Aussi, candidat socialiste SFIO au conseil d’arrondissement dans le canton de Collobrières, fut-il élu sans adversaire, le 14 octobre 1928, avec 300 voix sur 1 116 inscrits. Étant le plus jeune élu, il devint secrétaire du conseil, puis le présida au début des années 1930. Avec l’étiquette PSDF, il fut réélu, contre un seul adversaire communiste, soutenu par la SFIO, le 7 octobre 1934, avec 477 voix sur 1 281 inscrits. Revenu au Parti socialiste SFIO, il affronta le conseiller général sortant, l’ancien député socialiste Chommeton, devenu USR Le 10 octobre 1937, Mathieu n’obtint que 264 voix sur 1 299 inscrits. Vice-président du conseil d’arrondissement depuis 1937, il en fut déclaré démissionnaire d’office le 6 mai 1943. Il écrivit à la direction du Parti en octobre 1946 avoir été démissionné d’office en octobre 1940.
Ses multiples responsabilités politiques, ligueuses et maçonniques en faisaient un des hommes-clefs du département. Son rôle fut important lors de l’élection sénatoriale d’octobre 1935 où il assura l’homogénéité du vote de ses amis francs-maçons en faveur des trois élus, eux-mêmes francs-maçons, le radical-socialiste René Renoult, le socialiste PSDF Gustave Fourment et le socialiste SFIO Henry Sénès. Après la guerre, il continua cette action auprès des grands électeurs francs-maçons.
Devenu directeur d’école à La Garde en 1938, Mathieu, dans les discussions entre socialistes SFIO se rangea derrière les analyses de Paul Faure, reprises dans le Var par Jacques Toesca. Violemment attaqué par L’Émancipation nationale, le 15 et le 22 décembre 1940, critiqué par la section locale de la Légion des combattants français, dénoncé comme officier de loge dans la presse, contesté par le nouveau maire de La Garde nommé par le gouvernement, il ne fut pas révoqué. Le Petit Var, le 14 juillet 1941, rapporta les termes de son allocution lors de la cérémonie de prestation du serment de la Légion. Évoquant le drapeau français, les grands héros de l’histoire, il recommandait aux enfants de réaliser « la devise que le maréchal Pétain souhaite voir adopter pour notre pays : Travail, Famille, Patrie » et concluait par un appel à l’union autour du maréchal. Mais à la rentrée de 1941, il ne reprit pas son poste. Avait-il démissionné volontairement ou avait-il été démissionné d’office de son poste comme un rapport, à la Libération, l’affirma ? Selon un rapport des Renseignements généraux du 15 novembre 1941, il aurait été relevé de ses fonctions. Retiré dans sa propriété de Collobrières, selon le même rapport, pendant la guerre, il avait « subi les vexations allemandes pour avoir recueilli des réfractaires et assuré la diffusion des journaux de la résistance ».
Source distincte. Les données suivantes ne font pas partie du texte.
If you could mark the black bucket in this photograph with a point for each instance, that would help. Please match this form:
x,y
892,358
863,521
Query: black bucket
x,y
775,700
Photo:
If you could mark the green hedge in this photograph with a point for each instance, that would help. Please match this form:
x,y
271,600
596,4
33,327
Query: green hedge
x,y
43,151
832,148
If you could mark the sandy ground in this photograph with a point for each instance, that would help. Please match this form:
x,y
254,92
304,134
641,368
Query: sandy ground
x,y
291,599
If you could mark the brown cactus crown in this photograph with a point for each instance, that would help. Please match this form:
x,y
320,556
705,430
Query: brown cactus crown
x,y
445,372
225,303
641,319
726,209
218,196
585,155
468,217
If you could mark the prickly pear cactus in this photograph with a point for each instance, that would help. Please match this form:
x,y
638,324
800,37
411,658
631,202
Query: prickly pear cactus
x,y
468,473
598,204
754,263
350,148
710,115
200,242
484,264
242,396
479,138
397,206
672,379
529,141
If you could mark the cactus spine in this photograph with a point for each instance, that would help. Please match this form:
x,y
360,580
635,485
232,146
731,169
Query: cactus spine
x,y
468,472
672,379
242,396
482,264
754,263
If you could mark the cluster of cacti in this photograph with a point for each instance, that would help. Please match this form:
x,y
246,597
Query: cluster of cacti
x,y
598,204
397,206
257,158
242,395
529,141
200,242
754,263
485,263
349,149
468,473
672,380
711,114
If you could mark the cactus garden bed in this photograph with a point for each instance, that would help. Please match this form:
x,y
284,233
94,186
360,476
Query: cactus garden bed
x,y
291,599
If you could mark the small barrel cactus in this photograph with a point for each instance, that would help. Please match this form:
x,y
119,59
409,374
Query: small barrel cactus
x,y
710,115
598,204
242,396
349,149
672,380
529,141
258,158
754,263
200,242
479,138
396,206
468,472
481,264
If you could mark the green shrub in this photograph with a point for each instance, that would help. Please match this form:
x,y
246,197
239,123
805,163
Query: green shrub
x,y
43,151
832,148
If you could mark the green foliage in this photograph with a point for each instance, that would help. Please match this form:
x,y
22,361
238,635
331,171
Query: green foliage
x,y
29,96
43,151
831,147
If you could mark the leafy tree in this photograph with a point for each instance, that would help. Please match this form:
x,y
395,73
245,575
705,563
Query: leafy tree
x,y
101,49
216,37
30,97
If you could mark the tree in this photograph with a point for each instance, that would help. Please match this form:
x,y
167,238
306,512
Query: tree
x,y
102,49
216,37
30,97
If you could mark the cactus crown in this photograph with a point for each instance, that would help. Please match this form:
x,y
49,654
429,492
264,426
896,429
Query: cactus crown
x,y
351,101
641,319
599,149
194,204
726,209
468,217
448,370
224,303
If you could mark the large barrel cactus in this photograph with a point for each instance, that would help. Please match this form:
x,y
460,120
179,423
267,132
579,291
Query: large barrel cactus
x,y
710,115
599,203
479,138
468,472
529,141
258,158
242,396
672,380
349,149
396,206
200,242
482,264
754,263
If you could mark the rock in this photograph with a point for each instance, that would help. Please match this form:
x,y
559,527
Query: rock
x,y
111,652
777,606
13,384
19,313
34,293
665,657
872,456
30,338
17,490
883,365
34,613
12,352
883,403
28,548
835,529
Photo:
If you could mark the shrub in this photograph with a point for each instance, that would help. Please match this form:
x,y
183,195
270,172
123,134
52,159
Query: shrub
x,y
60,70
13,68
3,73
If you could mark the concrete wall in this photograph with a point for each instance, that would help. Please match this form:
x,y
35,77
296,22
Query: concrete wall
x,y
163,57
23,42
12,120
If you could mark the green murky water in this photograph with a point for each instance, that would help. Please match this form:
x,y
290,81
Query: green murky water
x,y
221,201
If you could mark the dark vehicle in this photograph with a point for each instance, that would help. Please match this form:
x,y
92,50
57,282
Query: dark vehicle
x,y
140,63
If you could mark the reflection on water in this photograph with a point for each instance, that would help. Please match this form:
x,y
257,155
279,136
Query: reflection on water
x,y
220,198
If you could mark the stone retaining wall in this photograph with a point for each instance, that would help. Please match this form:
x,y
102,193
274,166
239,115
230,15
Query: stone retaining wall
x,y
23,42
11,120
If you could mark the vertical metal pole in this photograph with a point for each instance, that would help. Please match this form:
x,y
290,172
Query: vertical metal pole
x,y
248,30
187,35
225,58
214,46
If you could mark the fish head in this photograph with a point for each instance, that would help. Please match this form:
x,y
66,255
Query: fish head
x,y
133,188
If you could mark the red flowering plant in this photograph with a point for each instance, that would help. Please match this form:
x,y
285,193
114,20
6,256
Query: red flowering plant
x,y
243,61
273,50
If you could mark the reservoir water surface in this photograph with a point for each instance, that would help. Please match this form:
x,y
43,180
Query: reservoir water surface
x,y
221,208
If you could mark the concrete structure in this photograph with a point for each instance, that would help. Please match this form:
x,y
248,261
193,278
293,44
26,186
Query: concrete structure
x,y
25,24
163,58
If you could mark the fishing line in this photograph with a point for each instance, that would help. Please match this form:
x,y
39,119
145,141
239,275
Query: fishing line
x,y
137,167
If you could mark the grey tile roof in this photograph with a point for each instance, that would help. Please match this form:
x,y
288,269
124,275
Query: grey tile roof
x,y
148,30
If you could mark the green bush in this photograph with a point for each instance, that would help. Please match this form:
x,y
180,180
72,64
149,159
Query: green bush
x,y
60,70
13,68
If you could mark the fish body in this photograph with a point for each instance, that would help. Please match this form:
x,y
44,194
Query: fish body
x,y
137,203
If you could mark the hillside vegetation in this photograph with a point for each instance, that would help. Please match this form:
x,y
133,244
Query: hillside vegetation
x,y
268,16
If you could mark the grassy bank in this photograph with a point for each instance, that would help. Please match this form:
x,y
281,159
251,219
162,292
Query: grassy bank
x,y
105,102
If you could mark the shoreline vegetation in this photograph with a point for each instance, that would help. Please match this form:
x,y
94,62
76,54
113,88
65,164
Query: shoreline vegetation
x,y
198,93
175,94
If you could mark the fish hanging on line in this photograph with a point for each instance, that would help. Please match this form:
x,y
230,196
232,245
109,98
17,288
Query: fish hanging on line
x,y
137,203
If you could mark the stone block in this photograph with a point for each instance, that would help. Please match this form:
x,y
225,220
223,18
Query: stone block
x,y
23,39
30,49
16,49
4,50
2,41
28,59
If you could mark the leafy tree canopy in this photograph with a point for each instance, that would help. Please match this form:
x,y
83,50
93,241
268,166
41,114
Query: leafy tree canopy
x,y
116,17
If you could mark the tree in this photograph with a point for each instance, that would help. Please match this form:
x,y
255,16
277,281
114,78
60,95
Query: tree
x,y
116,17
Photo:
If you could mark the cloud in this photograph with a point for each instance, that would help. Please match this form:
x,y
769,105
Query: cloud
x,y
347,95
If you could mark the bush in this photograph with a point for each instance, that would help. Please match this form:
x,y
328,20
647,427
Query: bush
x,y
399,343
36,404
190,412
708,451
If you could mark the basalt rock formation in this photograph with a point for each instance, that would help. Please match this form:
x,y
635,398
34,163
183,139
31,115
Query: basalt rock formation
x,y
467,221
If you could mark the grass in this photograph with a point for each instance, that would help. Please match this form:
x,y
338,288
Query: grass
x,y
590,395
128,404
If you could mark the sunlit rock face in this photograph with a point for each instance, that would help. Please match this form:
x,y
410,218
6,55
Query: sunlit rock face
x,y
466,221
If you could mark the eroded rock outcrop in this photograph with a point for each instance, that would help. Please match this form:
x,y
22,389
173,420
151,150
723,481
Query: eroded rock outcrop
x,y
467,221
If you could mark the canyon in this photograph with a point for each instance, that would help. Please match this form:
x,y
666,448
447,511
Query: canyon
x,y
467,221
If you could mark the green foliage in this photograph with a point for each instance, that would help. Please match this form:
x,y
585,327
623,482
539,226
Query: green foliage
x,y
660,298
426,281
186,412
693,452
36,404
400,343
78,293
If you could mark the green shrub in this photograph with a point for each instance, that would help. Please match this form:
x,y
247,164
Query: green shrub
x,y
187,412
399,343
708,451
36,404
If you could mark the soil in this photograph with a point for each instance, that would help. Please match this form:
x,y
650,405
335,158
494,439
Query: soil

Ayant repris son poste de directeur d’école à Collobrières, il continua à jouer un rôle local. Membre du comité local de Libération, le 20 août 1944, il participa au comité chargé d’administrer la commune en tant que délégation municipale. Elu conseiller municipal (373 voix sur 589 votants) sur la liste socialiste SFIO, il fut membre des commissions du ravitaillement et de l’Instruction publique). Quand le comité fédéral socialiste SFIO se réunit, le 4 décembre 1944, pour examiner s’il fallait maintenir au Parti les élus, son cas fut « réservé ». Mathieu fut réintégré peu après. Secrétaire de la section socialiste SFIO de Collobrières, président du cercle de l’Avenir social, il se présenta aux élections municipales sur la liste socialiste, le 19 octobre 1947 (non élu avec 212 voix sur 535 votants). Retraité, candidat sur la liste "d’union républicaine socialiste et d’intérêt local", le 26 avril 1953, élu avec 292 voix sur 588 votant, il devint maire avec 7 voix contre 6 à son concurrent. Réélu conseiller municipal au deuxième tour, en mars 1959 (288 voix sur 554 votants, puis 305 sur 581 votants), il conserva son poste de maire avec une voix de majorité. Il cessa de participer aux réunions du conseil en mars 1964 et ne se représenta pas en 1965.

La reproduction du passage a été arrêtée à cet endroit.